The voluntary act of the appellant in the case sub judice in exposing himself to “public view, speech, hearing, and touch” is significant when measured against the factual predicates for the Supreme Court’s decision in Payton v. New York, supra. The Court there was reviewing two warrantless entries into residences. In the first case police officers, possessing probable cause to arrest one Riddick for armed robbery, knocked on the door of Riddick’s home. When Riddick’s young son opened the door, the officers saw Riddick sitting in bed covered by a sheet. They entered the house and placed him under arrest. In the second case police officers, possessing probable cause to arrest one Payton for murder, proceeded to his apartment. When there was no response to their knock at the apartment door, they forcibly broke down the door and entered the apart*474ment.
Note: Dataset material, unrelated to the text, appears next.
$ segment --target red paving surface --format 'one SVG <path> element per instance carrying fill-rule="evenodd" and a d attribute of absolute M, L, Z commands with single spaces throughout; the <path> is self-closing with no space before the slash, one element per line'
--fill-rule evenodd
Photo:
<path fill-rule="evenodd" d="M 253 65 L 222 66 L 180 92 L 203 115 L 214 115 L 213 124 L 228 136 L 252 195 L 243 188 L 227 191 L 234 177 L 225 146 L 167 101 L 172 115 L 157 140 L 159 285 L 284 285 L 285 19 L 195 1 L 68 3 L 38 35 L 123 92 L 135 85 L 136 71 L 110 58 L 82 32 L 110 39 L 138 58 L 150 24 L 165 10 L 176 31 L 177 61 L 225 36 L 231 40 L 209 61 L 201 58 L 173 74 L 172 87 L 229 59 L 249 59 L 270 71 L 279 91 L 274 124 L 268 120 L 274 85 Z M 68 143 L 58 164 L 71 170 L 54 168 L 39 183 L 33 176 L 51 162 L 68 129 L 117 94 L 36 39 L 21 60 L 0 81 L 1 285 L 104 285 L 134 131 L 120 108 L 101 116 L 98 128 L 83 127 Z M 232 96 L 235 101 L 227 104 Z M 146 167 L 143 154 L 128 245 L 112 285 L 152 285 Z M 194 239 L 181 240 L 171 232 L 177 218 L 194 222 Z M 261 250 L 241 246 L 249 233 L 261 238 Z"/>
In neither case before the Court in Payton had the arrestee voluntarily opened the door of his residence and exposed himself to “public view, speech, hearing and touch.”
In testing the reasonableness of the seizure of the appellant’s person without a warrant under the Fourth Amendment, the focus should be on his reasonable expectation of privacy at the site of the arrest. When he voluntarily placed himself in the open doorway of his home, he knowingly entered a public place where he was subject to a nonexigent warrantless arrest. United States v. Carrion, 809 F.2d 1120, 1127-28 (5th Cir.1987), United States v. Mason, 661 F.2d 45, 47 (5th Cir.1982); People v. Burns, 200 Colo. 387, 615 P.2d 686, 688-89 (1980); Byrd v. State, 481 So.2d 468, 471-72 (Fla.1985); State v. Howard, 373 N.W.2d 596, 598-99 (Minn.1985); People v. Graves, 135 Ill.App.3d 727, 90 Ill.Dec. 516, 482 N.E.2d 223 (1985); People v. Patton, 122 Ill.App.3d 46, 77 Ill.Dec. 547, 460 N.E.2d 851 (1984); People v. Cox, 121 Ill.App.3d 118, 76 Ill.Dec. 632, 634, 459 N.E.2d 269, 271 (1984), cert. denied, 469 U.S. 963, 105 S.Ct. 360, 83 L.Ed. 296 (1984); People v. Schreiber, 104 Ill.App.3d 618, 60 Ill.Dec. 417, 421-22, 432 N.E.2d 1316, 1320-21 (1982), cert. denied, 459 U.S. 1214, 103 S.Ct. 1214, 75 L.Ed. 452 (1983).
Judge ROSALYN B. BELL has authorized me to state that she concurs with the views expressed herein.